On Grudge-Holding and Forgiveness
In an effort to begin 2021 anew, I want “Let it go” to be my theme song, because for me, grudge-holding is an Olympic event and most the time I go for the gold.
I’ve heard all the axioms about letting go, the mother of them all from the late Carrie Fisher who said, “Resentment is like drinking poison and waiting for the other person to die.” Yet, nothing has ever really swayed me. I was even skeptical about “The Forgiveness Tour: How to Find the Perfect Apology,” by best-selling author Susan Shapiro, a Greenwich Village-based writing guru whose classes I’ve taken over the years.
For the last decade, we’ve gotten to know each other via our TMI personal essays that appear in print and online then shared via social media, but when she sent me the reader’s copy of her latest I realized my former professor had no knowledge of my dark side.
In second grade during snack, Maureen Casey absconded with the chocolate half of my black and white cookie. If I close my eyes and think about the incident long and hard enough I can still work myself into the frothy lather I did back in my Bronx parochial school. I have told this story so many times over the decades that it has become a running joke, especially for my in-laws who I have known for 40 years. When at an event where the bi-flavored treats are displayed, my mother-in-law Jessica has been known to say with a laugh, “They’re serving Lorraine’s trigger.”

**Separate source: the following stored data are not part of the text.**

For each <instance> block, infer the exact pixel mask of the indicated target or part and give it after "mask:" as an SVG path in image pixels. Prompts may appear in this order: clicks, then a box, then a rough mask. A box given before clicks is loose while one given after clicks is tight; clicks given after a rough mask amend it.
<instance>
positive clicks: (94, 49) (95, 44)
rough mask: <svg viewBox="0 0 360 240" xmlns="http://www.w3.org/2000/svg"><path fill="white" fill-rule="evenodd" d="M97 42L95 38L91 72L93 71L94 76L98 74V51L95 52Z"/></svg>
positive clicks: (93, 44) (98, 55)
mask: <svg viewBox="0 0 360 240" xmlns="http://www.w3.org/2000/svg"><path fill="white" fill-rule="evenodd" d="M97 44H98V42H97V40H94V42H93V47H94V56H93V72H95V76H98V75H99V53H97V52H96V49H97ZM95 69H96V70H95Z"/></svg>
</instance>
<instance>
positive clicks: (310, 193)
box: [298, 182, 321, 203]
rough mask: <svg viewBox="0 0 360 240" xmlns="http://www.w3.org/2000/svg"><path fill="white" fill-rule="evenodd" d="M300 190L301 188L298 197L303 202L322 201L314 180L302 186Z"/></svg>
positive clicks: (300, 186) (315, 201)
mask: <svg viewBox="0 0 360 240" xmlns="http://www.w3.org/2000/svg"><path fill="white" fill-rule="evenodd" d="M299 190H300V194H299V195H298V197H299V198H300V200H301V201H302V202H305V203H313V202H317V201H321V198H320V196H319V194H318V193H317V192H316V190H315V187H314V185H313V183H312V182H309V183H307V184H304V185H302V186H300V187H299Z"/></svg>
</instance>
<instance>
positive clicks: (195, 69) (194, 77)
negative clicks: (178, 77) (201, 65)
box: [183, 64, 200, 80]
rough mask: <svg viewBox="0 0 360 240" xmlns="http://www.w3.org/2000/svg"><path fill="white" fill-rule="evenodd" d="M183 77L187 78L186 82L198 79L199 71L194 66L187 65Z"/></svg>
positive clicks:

If I can still hold on (even humorously) to a transgression over baked goods, imagine the space I’ve rented in my head to those who have actually done me real harm: the long-ago cheating boyfriend, the backstabbing colleague, the scurrilous neighbor — even the ones who’ve offered their version of a mea culpa. As Shapiro says in her book, “I already saw how a passive-aggressive ‘I hope you’ll forgive the imaginary crime you envision I’m committing,’ made me want to commit an actual crime.”
Repeating Mantras
Others in my life wanting to get me out from under my umbrage umbrella tried to make exoneration sound as easy as clicking my heels together, repeating mantras akin to “Let go and let god.” I often believed whatever pain I was experiencing was being minimized by these well-meaning advisors.
The appeal of Shapiro’s self-help guide is that her stories and those of others she’d interviewed is that it shows that forgiving (with or without an apology) can take time and can be achieved once there is some understanding of the perpetrator’s motivation.
Yes, you might come up against a person who is just nasty for sport, but the author even addresses that: “Hurt people, hurt people.”
As someone who can take just about anything personally, what I found out is that a lot of aberrant behavior isn’t even about the person it’s offending.
Shapiro’s therapist, for example, had his own in-need-of-counsel issues when he broke a promise that fractured their association. She also recounts her relationship with her late physician dad, a loving father/daughter bond that took a left turn every time her choice of profession came up. It wasn’t until later in life he revealed she was living his unrequited career dream and his criticisms were aimed at himself for what he didn’t do in his life.
When I closed the book, I decided to take a “tour” of my own. One of the people I was still “drinking the poison” for was a one-time supervisor. I was hoping for a mentor and got anything but. After I’d left the agency I’d heard she was fired and of course, thought, “Good.” In retrospect, she probably always knew her dismissal was coming and saw a younger, hipper version of herself, a la “Eve Harrington,” as hastening her demise. I was finally able to shake my hard feelings and actually admitted that now I might act the same way toward a subordinate, if I felt vulnerable about a much-needed job.
Can I ever make peace with my grade school nemesis whose infringement has become part of my DNA? “The Forgiveness Tour” showed me it’s possible, but there’s no cookie cutter approach.
Lorraine Duffy Merkl is a novelist whose third book “The Last Single Woman in New York City” is to be published by Heliotrope Books.